Benoit Loore : « Je m’appelle Benoit et je suis responsable de la gestion quotidienne du Fonds Baillet Latour. Mon travail au Fonds Baillet Latour me permet de soutenir des projets qui ont un grand intérêt sociétal et de faire de nombreuses rencontres humaines enrichissantes, ce qui est particulièrement stimulant. »
Margarida Barbosa : « Je suis Margarida et au sein du Fonds Baillet Latour je suis en charge du support au quotidien en collaboration avec Benoit ainsi que de tous les aspects administratifs et Com. Travailler pour le Fonds Baillet Latour c’est du plaisir au quotidien. J’aime la diversité des projets soutenus dans les 5 domaines d’actions du Fonds qui sont pour moi la représentation de piliers constitutifs de notre société. Ceci donne un sens à mes tâches. J’aime la dimension sociétale et humaine de mon travail. »
■ Le Fonds Baillet-Latour est actif dans la culture, l’éducation, le biomédical et l’olympisme. Comment est organisé le Fonds pour agir dans des secteurs si variés ? Quelle est la genèse de votre action et pouvez-vous présenter en quelques mots le Fonds Baillet-Latour ?

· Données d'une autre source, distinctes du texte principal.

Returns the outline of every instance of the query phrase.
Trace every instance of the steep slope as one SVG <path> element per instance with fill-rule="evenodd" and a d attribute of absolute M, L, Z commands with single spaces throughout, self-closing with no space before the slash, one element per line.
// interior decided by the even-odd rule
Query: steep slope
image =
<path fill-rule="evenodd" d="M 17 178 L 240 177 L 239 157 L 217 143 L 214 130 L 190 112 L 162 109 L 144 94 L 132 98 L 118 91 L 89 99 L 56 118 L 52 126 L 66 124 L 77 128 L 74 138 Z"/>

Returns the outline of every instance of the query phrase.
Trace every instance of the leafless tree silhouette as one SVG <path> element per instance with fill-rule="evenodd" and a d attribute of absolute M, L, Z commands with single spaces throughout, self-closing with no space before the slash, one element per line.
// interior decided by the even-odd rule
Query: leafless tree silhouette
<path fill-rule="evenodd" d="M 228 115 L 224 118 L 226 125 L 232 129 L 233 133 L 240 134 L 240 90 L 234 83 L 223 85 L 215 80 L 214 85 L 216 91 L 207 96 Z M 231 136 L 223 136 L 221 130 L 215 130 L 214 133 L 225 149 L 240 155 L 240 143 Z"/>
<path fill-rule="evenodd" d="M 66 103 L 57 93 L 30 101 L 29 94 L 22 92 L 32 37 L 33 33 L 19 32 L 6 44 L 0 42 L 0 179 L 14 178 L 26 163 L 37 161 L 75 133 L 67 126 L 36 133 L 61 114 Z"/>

Benoit Loore & Margarida Barbosa : « Le Fonds Baillet Latour a vu le jour en 1974 à l’initiative du comte Alfred de Baillet Latour, administrateur et actionnaire des brasseries Artois. N’ayant pas de descendants, il a décidé d’affecter son patrimoine à un fonds philanthropique. Selon la volonté du fondateur, la mission du Fonds Baillet Latour consiste à « encourager, valoriser et soutenir les prestations de haute valeur humaine en Belgique, dans une démarche rigoureuse mais résolument ouverte sur l’évolution de la société ».
Actuellement, le Fonds est présent dans cinq domaines d’intervention : la recherche biomédicale, la jeunesse, la culture, l’environnement et l’olympisme. Ces domaines sont bien sûr très vastes, et afin d’utiliser au mieux les ressources financières dont nous disposons, une thématique prioritaire a été définie dans chacun de ces domaines.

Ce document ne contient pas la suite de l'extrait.